Kapal Gamsunoro menempuh perjalanan selama 16 jam dari Teluk Arab dengan kecepatan 7,5 knot. Ia tiba di mulut Selat Hormuz pada pukul 16.00 WIB dan berhasil mencapai titik aman empat jam kemudian. Keberhasilan ini berkat koordinasi intensif antara Kementerian Luar Negeri RI, Kedutaan Besar RI di Tehran, dan PIS yang terus memantau situasi di lapangan selama 24 jam penuh.
Pjs. Corporate Secretary PIS, Vega Pita, menyatakan terima kasih atas dukungan dari Kemlu dan KBRI Tehran. “Kami berterima kasih kepada Kementerian Luar Negeri dan Kedutaan Besar RI di Tehran, Iran, atas dukungannya selama ini,” ujarnya. Vega menjelaskan bahwa keputusan untuk melintas diambil setelah melalui pembahasan risk assessment yang ketat dan koordinasi intensif dengan Kementerian Luar Negeri.
Baca juga:
Selama pelayaran, kondisi kapal dimonitor secara terus-menerus. Tim krisis dari PIS bekerja sama dengan otoritas terkait untuk memastikan keamanan kapal dan awaknya. Vega menambahkan bahwa sebelum keberangkatan, PIS telah mencatat puluhan persyaratan yang harus dipenuhi, mulai dari aspek asuransi, teknis, operasional, hingga kesiapan kru.
Di sisi lain, kapal Pertamina lainnya, VLCC Pertamina Pride, saat ini masih berada di Selat Hormuz dan tengah bersiap untuk melintas. Komisaris Utama PT Pertamina, Mochamad Iriawan, mengungkapkan bahwa perusahaan terus melakukan monitoring secara intensif terhadap kapal tersebut. “Kami sedang mengevaluasi perkembangan situasi keamanan dan rekomendasi internasional sebelum melanjutkan pelayaran,” ujarnya.

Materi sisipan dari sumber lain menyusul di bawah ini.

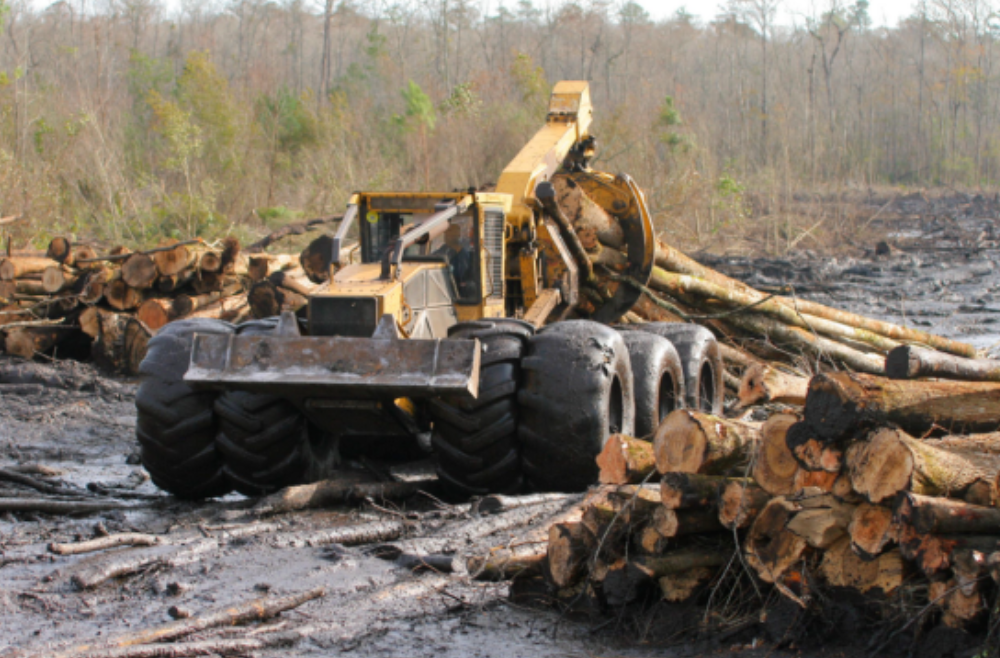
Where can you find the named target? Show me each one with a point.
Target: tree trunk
(762, 383)
(625, 460)
(911, 362)
(693, 442)
(840, 405)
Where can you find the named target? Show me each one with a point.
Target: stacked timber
(117, 300)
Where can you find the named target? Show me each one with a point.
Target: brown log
(960, 609)
(775, 469)
(155, 313)
(316, 259)
(840, 405)
(25, 342)
(570, 546)
(17, 267)
(172, 261)
(690, 490)
(771, 549)
(763, 383)
(933, 554)
(912, 362)
(842, 568)
(625, 460)
(206, 282)
(693, 442)
(265, 299)
(60, 250)
(822, 519)
(872, 529)
(944, 516)
(810, 452)
(139, 271)
(121, 296)
(891, 461)
(740, 502)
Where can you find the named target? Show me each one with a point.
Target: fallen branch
(101, 543)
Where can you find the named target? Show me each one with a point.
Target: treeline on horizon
(127, 122)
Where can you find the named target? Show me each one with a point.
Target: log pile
(112, 303)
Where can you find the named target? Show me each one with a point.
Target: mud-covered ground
(938, 271)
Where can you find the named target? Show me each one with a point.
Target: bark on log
(763, 383)
(872, 529)
(822, 520)
(775, 468)
(840, 405)
(625, 460)
(685, 286)
(689, 490)
(121, 296)
(17, 267)
(104, 543)
(810, 452)
(570, 546)
(943, 516)
(740, 502)
(61, 250)
(25, 342)
(771, 548)
(891, 461)
(139, 271)
(842, 568)
(693, 442)
(171, 262)
(346, 488)
(155, 313)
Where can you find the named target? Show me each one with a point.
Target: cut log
(139, 271)
(316, 259)
(771, 548)
(891, 461)
(740, 502)
(872, 529)
(693, 442)
(173, 261)
(25, 342)
(690, 490)
(265, 299)
(121, 296)
(625, 460)
(155, 313)
(842, 568)
(17, 267)
(60, 250)
(822, 520)
(912, 362)
(840, 405)
(570, 546)
(943, 516)
(762, 383)
(810, 452)
(775, 468)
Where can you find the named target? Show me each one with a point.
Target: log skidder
(475, 440)
(175, 423)
(265, 441)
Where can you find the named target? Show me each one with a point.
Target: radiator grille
(493, 230)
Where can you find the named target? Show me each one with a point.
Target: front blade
(335, 366)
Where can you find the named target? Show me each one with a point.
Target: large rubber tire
(475, 441)
(701, 361)
(576, 391)
(265, 441)
(657, 379)
(175, 424)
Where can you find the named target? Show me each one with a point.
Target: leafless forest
(127, 120)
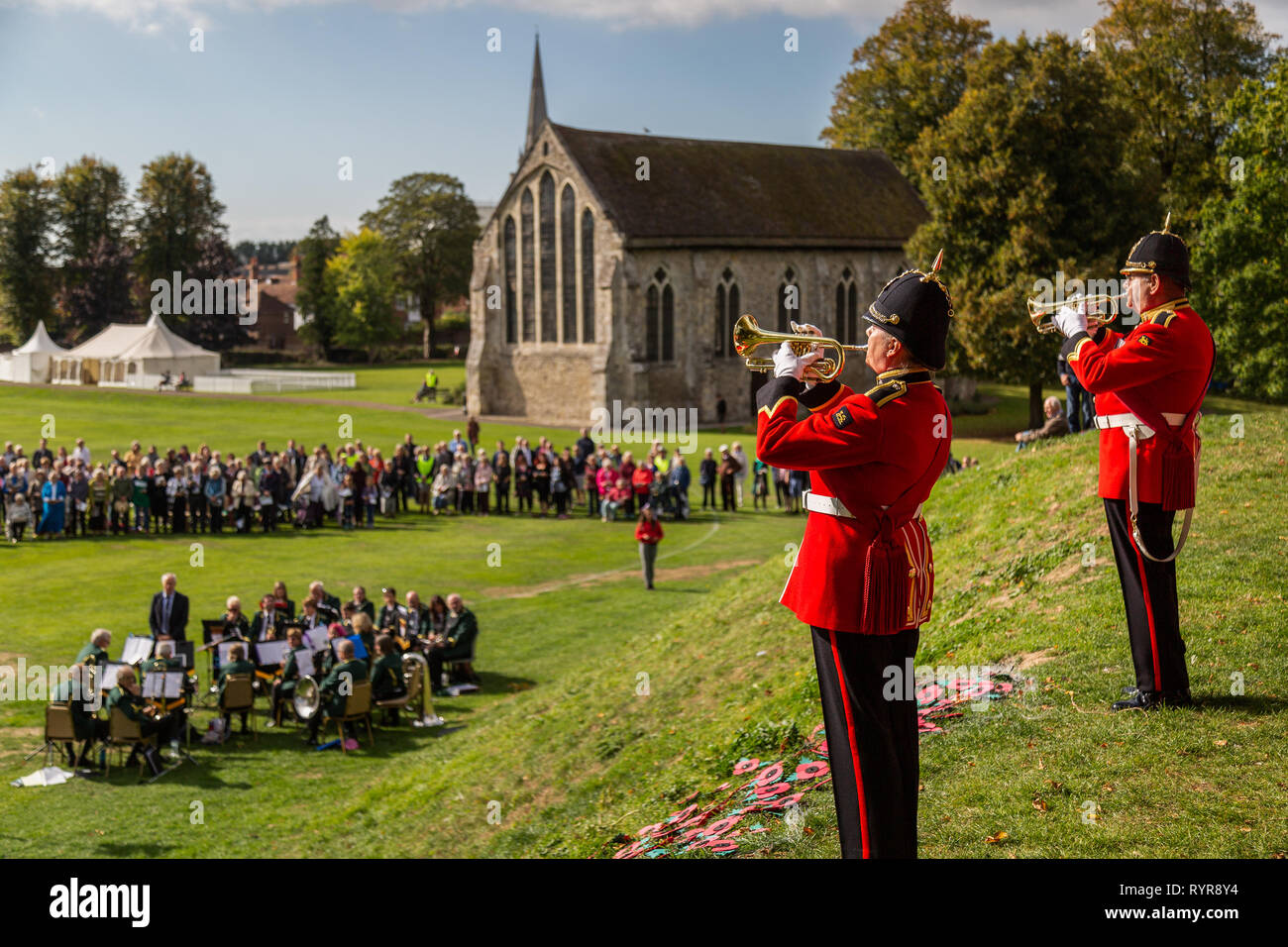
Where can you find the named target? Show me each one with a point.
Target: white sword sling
(1137, 431)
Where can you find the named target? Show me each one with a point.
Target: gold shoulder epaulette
(887, 392)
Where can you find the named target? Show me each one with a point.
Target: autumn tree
(905, 78)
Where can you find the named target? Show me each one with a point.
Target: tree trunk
(1035, 414)
(426, 315)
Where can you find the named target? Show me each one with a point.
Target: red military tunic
(1166, 361)
(864, 450)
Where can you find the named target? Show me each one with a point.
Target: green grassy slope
(570, 748)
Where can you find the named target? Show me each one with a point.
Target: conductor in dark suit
(168, 615)
(268, 622)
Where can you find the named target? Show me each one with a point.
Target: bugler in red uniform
(868, 451)
(1149, 386)
(863, 578)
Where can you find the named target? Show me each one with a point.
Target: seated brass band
(748, 337)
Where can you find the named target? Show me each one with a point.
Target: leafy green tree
(178, 214)
(432, 227)
(93, 206)
(97, 289)
(1035, 184)
(1173, 63)
(905, 78)
(362, 275)
(1240, 265)
(27, 218)
(314, 298)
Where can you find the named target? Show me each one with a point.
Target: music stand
(211, 633)
(167, 685)
(137, 650)
(360, 650)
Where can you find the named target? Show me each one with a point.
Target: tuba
(747, 337)
(1100, 309)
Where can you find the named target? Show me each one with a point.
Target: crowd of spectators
(56, 492)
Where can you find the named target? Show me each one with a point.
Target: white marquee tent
(132, 356)
(30, 363)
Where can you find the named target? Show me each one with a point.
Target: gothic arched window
(528, 275)
(588, 275)
(728, 303)
(660, 320)
(568, 262)
(848, 309)
(511, 316)
(546, 224)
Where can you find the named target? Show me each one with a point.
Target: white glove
(1070, 321)
(787, 363)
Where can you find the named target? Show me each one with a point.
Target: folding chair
(413, 678)
(123, 732)
(58, 729)
(239, 697)
(357, 706)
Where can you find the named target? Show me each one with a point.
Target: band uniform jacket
(864, 450)
(1164, 361)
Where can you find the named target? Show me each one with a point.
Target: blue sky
(286, 88)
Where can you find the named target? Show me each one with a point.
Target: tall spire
(536, 99)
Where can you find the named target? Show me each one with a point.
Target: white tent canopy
(30, 361)
(133, 356)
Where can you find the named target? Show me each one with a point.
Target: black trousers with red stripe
(1149, 594)
(871, 740)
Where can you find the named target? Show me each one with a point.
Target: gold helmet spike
(934, 268)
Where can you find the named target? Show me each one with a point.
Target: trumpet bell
(1099, 309)
(747, 337)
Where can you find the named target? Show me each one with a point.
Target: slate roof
(741, 192)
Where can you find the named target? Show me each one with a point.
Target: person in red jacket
(648, 532)
(863, 579)
(1147, 386)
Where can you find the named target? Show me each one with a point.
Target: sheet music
(224, 647)
(137, 648)
(360, 650)
(107, 674)
(167, 684)
(271, 652)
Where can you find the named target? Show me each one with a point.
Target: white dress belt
(832, 506)
(1129, 420)
(1137, 431)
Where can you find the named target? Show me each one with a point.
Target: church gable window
(848, 309)
(568, 262)
(511, 316)
(588, 275)
(789, 300)
(546, 224)
(728, 303)
(529, 277)
(660, 320)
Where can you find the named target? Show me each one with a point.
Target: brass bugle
(748, 337)
(1099, 309)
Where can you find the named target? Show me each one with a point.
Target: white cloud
(1008, 17)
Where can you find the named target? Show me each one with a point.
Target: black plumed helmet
(915, 309)
(1163, 253)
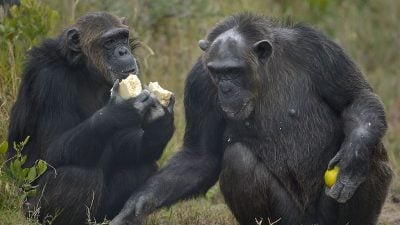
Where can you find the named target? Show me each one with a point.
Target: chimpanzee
(102, 148)
(269, 107)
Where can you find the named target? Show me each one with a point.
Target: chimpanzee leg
(70, 193)
(252, 191)
(364, 207)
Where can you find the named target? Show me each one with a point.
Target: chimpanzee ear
(263, 49)
(73, 39)
(204, 44)
(124, 21)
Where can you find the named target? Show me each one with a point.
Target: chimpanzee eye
(109, 42)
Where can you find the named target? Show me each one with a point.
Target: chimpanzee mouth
(123, 74)
(242, 113)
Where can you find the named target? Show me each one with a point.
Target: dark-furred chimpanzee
(102, 147)
(269, 108)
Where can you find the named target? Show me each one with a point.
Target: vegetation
(169, 30)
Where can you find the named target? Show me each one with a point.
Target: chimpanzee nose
(226, 89)
(122, 51)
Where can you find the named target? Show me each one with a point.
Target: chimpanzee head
(235, 55)
(101, 41)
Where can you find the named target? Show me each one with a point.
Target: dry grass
(369, 33)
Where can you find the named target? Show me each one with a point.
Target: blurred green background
(368, 30)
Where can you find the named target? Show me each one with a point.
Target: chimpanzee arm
(343, 87)
(196, 167)
(146, 142)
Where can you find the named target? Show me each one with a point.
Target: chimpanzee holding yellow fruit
(269, 107)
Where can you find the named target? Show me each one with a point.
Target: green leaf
(23, 159)
(41, 167)
(24, 173)
(32, 174)
(3, 147)
(25, 141)
(31, 193)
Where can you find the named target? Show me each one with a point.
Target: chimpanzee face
(102, 42)
(119, 59)
(226, 61)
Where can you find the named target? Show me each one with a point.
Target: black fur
(101, 148)
(312, 109)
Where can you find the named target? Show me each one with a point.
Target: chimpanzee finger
(115, 97)
(171, 104)
(335, 159)
(346, 193)
(335, 190)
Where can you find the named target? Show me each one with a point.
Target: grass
(368, 31)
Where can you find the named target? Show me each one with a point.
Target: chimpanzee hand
(135, 210)
(160, 116)
(125, 113)
(353, 162)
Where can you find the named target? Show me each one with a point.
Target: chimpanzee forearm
(185, 176)
(85, 142)
(364, 122)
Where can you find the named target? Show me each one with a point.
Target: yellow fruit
(330, 176)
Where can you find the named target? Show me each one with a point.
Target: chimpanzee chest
(292, 144)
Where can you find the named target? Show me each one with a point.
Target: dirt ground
(391, 211)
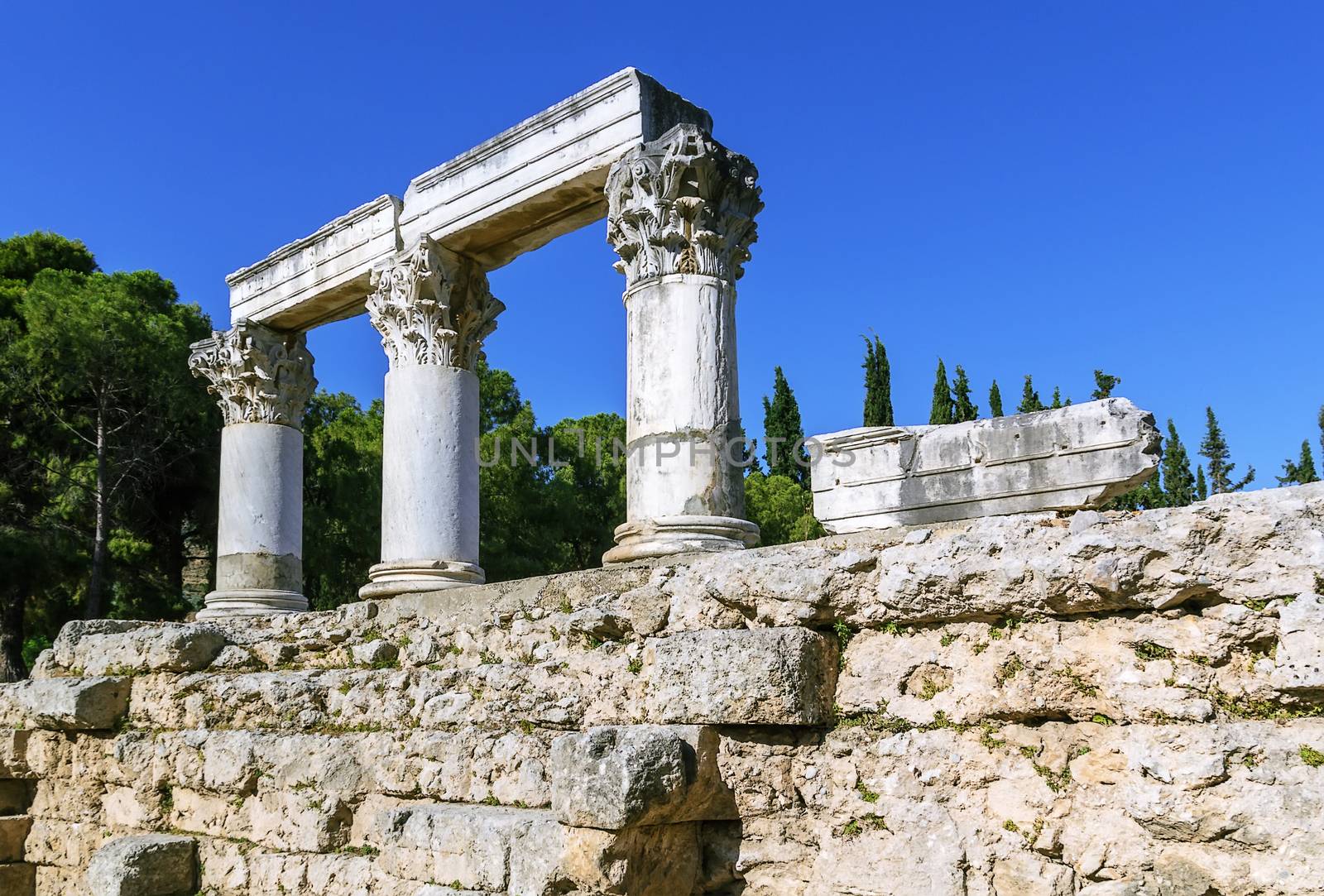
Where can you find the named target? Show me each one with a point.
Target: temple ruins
(983, 683)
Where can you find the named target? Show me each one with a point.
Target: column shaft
(685, 490)
(681, 218)
(434, 310)
(429, 482)
(261, 380)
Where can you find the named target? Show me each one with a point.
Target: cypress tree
(878, 386)
(1178, 481)
(1215, 449)
(784, 433)
(1302, 472)
(966, 410)
(1029, 399)
(943, 410)
(1105, 384)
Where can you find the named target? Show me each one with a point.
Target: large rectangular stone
(510, 194)
(758, 677)
(1069, 458)
(65, 703)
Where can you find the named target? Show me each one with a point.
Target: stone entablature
(434, 306)
(1089, 704)
(506, 196)
(257, 375)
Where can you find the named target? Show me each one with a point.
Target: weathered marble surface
(506, 196)
(1099, 703)
(1070, 458)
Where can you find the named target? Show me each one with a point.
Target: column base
(668, 535)
(416, 576)
(251, 601)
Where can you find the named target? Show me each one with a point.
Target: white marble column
(261, 379)
(681, 218)
(434, 310)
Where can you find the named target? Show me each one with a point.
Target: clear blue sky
(1019, 188)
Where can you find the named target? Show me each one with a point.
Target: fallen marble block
(1069, 458)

Seiring dengan penundaan rencana evakuasi lebih dari 11.000 pelaut yang terjebak di Selat Hormuz akibat serangan sebuah kapal kargo, keselamatan pelaut menjadi prioritas utama. Kepala International Maritime Organization (IMO), Arsenio Dominguez, menegaskan bahwa evakuasi akan dihentikan sementara hingga ada kepastian jaminan keselamatan.
Insiden serangan terhadap kapal berbendera Singapura, Ever Lovely, di kawasan tersebut memicu kekhawatiran terhadap keamanan pelayaran di Selat Hormuz, yang merupakan jalur penting bagi perdagangan energi dunia. Meskipun tidak ada korban jiwa dalam insiden itu, situasi di kawasan tetap memprihatinkan.
Dengan keberhasilan kapal Gamsunoro melintasi Selat Hormuz, sinergi Kemlu dan PIS berhasil menunjukkan bahwa kerjasama yang baik antara kementerian dan perusahaan dapat menghasilkan solusi efektif dalam situasi krisis. Keberhasilan ini diharapkan dapat menjadi contoh bagi pengelolaan situasi serupa di masa depan, dan semoga kapal VLCC Pertamina Pride juga segera bisa lepas dan kembali ke Indonesia dengan aman.